Struggling with Confusing Feelings

From my journal for Sunday, September 8

The CAC [Center for Action and Contemplation] today was on forgiveness.  I realize I have to forgive D——   — I’m not even sure for what — for not valuing me?  If that’s what she did?  I’m not even sure what made me back off from her.  But I don’t like the idea of forgiving her.  Now why?  Because I want her to know how hurt I am by her behavior toward me?  What a tangle.

What am I feeling?  Hurt and rejected.  I’m alone too much and it triggers discomfort to which I can’t give a name.  I’ve been feeling it all morning.  There is no one who cares about me.  That’s not true: my therapist Erica cares, and my friend Elizabeth cares.  Daisy & Sandy & folks from Neskaya care about me.

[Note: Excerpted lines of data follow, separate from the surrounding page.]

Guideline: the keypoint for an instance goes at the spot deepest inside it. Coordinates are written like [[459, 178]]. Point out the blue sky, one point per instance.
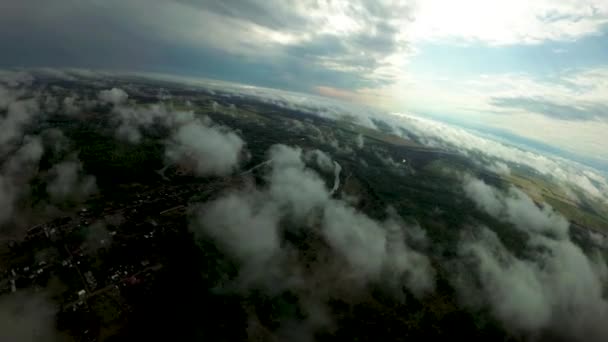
[[533, 69]]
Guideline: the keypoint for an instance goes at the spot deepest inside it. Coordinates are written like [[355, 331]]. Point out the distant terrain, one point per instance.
[[145, 208]]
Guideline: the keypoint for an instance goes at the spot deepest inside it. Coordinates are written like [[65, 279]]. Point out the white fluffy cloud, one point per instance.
[[537, 294], [213, 150], [114, 96], [516, 207], [568, 173], [248, 224]]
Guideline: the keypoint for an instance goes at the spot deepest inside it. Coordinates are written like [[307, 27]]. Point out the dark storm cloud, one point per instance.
[[554, 110], [231, 40]]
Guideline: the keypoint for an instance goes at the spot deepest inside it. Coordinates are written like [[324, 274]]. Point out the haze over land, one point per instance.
[[326, 170]]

The song in my head is Summer in the City.  I wish it weren’t.  I wish it was easy to have my mind blank.  That’s confusing too, why would these songs, that I don’t really like, keep repeating in my mind?

Thinking about forgiveness, I remind myself that God forgives me for all the stupid things I do.

Mocha has disappeared.  I gave her the last bite of toast, and she ate it and left.  Rejected by my dog.

Being alone too much triggers the early trauma of being left alone as a baby. I don’t feel terrified, but I wonder if the nameless discomfort is frozen terror, which is the default if neither fighting nor fleeing is possible. This is what I would have felt as a baby.

It occurred to me that one possible reason why I feel so negative and confused is it might be a part feeling negative. A young part of me that more easily feels rejected by people, not my adult self at all.

I find that if I focus on my breath, and on whatever I’m doing in the moment, I can manage to stay focussed and get away from whatever song is repeating in my head.